Un insecto, apenas una mosca, golpeó la ventana del bote de Amílcar Barca, perdido en el mar por mucho tiempo y le despertó. De sonidos así tenía desacostumbrado el oído y las vigilias habían alivianado su sueño hasta convertirlo en una suave seda en la que habitaban caras amadas y perdidas.
Distinguió las costas a lo lejos y olfateó resaca de orillas arenosas. Remó como un poseído y al llegar a la playa ató el bote a un resto de casco inmenso y corroído en el que vivió por largo tiempo sin ser notado, más bien sólo molestado por una bandada de gaviotines que ocupaban el lugar ancestralmente.
El marino cambió el naufragio real de su nave por el ajeno del que se servía como cueva improvisada. Por lo demás, su vida continuó siendo la misma: apenas hablaba consigo mismo y se molestaba un poco más por las moscas que le sobrevolaban atraídas por las medusas que cada noche venían a morir colgantes a la playa.
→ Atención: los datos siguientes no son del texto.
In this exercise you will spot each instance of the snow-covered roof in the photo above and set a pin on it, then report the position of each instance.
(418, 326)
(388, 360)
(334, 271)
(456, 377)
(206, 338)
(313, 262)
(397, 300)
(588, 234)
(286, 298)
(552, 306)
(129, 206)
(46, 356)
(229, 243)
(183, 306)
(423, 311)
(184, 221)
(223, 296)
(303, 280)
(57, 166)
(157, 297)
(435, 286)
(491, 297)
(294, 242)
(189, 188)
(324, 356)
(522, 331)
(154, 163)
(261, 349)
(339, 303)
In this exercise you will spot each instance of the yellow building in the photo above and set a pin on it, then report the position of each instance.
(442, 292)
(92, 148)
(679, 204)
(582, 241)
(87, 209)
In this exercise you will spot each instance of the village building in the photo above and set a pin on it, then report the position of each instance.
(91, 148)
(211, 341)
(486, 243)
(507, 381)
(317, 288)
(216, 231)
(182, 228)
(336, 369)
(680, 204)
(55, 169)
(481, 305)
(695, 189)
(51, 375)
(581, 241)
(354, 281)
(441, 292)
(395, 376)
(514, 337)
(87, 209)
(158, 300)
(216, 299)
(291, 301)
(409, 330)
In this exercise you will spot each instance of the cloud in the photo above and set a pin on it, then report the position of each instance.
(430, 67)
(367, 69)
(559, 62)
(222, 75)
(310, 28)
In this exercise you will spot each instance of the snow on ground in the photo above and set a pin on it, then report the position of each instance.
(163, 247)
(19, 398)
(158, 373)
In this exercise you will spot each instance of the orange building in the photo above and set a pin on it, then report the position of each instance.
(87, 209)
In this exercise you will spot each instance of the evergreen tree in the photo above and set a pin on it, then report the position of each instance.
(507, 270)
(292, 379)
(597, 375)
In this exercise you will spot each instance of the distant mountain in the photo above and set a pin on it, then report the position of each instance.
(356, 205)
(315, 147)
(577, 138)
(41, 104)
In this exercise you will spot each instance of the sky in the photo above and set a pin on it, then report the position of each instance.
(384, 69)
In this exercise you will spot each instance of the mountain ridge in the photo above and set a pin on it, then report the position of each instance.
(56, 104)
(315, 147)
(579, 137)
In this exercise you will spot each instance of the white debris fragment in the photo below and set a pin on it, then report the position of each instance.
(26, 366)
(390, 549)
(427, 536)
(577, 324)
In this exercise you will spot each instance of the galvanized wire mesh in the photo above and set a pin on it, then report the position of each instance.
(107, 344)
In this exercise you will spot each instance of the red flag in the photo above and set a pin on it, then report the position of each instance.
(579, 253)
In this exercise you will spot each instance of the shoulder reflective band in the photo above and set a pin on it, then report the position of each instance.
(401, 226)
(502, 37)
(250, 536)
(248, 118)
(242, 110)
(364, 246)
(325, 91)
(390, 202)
Cuando le encontré, creí estar viendo un fantasma: Amílcar Barca era apenas la sombra de quien fuera la madrugada aquella de su desembarco, hecho a semejanza de un dios marino venido a menos. Le traje comida pero respeté su silencio: el marino parecía huyendo de una pesadilla. En efecto, creía haber llegado, después de muchos años, al lugar de su naufragio, al barco que le transportaba la noche en que supo que nada le salvaría ya del hundimiento.
Creí oírle decir que esos restos camuflados con herrumbre y algas seculares, era el navío con el que se hundieron su vida y su nombre entre otros tantos miles de cosas que se hunden en la guerra.
Pocos después no le encontré en su cueva improvisada en los restos de la nave. El bote también había desaparecido.
Errabundo, Amílcar prefirió el sueño del eterno naufragio a la desolada visión de la nave hundida. Seguía soñando sueños livianos, celestes, color mar.